Action et comportement
La capacité à agir n'est, par définition, jamais prévisible, puisque cette capacité suppose de faire un choix dans un contexte d'indétermination. Mais cette liberté tend à disparaître dès lors que nous suivons la pente naturelle de nos désirs. On ne peut pas prédire les "actions" des hommes; mais on peut prédire du moins leur "comportement" (behavior), soit leur façon naturelle de réagir lorsqu'ils sont confrontés à des situations qui affectent leurs désirs. Le comportement (terme qu'on utilise en éthologie) est soumis à un schéma déterministe auquel échappe (du moins en principe) la liberté supposée de l' action . De l'action, nous ne pouvons pas connaître à l'avance (avant qu'une décision ne soit posée) ce qu'elle sera. Mais nous pouvons connaître ce qu'elle devrait être, nous pouvons connaître les normes qu'elle devrait suivre. Du comportement, en revanche, nous pouvons anticiper les manifestations en suivant les chaînes causales qui le régissent.
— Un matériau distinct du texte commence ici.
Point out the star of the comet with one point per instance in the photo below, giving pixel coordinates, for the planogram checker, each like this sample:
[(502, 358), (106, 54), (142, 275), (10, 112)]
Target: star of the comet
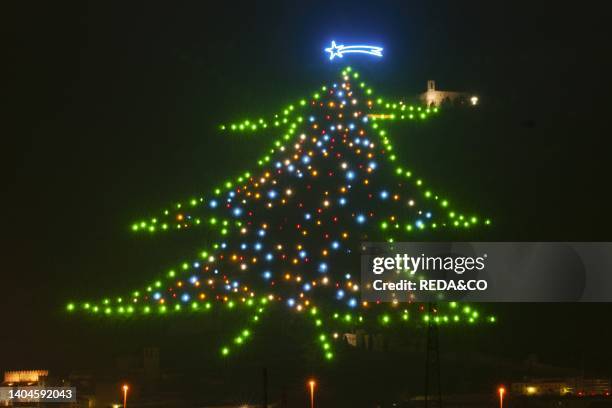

Or, sur quoi peut porter cette connaissance scientifique , lorsqu'on l'applique au domaine du comportement collectif ? Elle porte sur un certain collectif dont la structuration et la dynamique sont celles du désir. Quel nom donner à ce collectif ? A partir du 18e siècle, ce collectif porte le nom de "Société" . Les "sciences politiques" désignent en ce sens un conglomérat de sciences diverses (science démographique, science économique, sociologie...) qui ont toutes pour point commun de porter sur la réalité sociale . Mais qu'est-ce donc que cette réalité sociale? Comment la définir exactement? Comment l'appréhender?
Social et Oïkos
La première caractéristique essentielle du social, c'est qu'il est intimement lié à la sphère de l'Oikos . Les philosophes grecs de l'antiquité avaient déjà pleinement conscience de l'existence d'une réalité sociale qui précédait l'avènement de la société politique . Avant d'être un animal politique, l'homme était d'abord un animal social, qui avait physiquement besoin de vivre avec les autres, non pas pour épanouir sa nature d'animal doté de logos , mais tout simplement- comme tous les autres animaux- pour se donner des chances de survivre. Dans la République, Platon explique ainsi l'origine historique des sociétés humaines : "Selon moi, ce qui donne naissance à une société, c'est l'impuissance de chaque individu de se su re à lui-même, et le besoin qu'il éprouve de mille choses; où bien à quelle autre cause une société doit-elle son origine? Ainsi le besoin d'une chose ayant engagé un homme à se joindre à un homme, et le besoin d'une autre autre chose, à un autre homme, la multiplicité des besoins a réuni dans une même habitation plusieurs hommes pour s'entr-aider, et nous avons donné à cette association le nom de société, n'est-ce pas?" .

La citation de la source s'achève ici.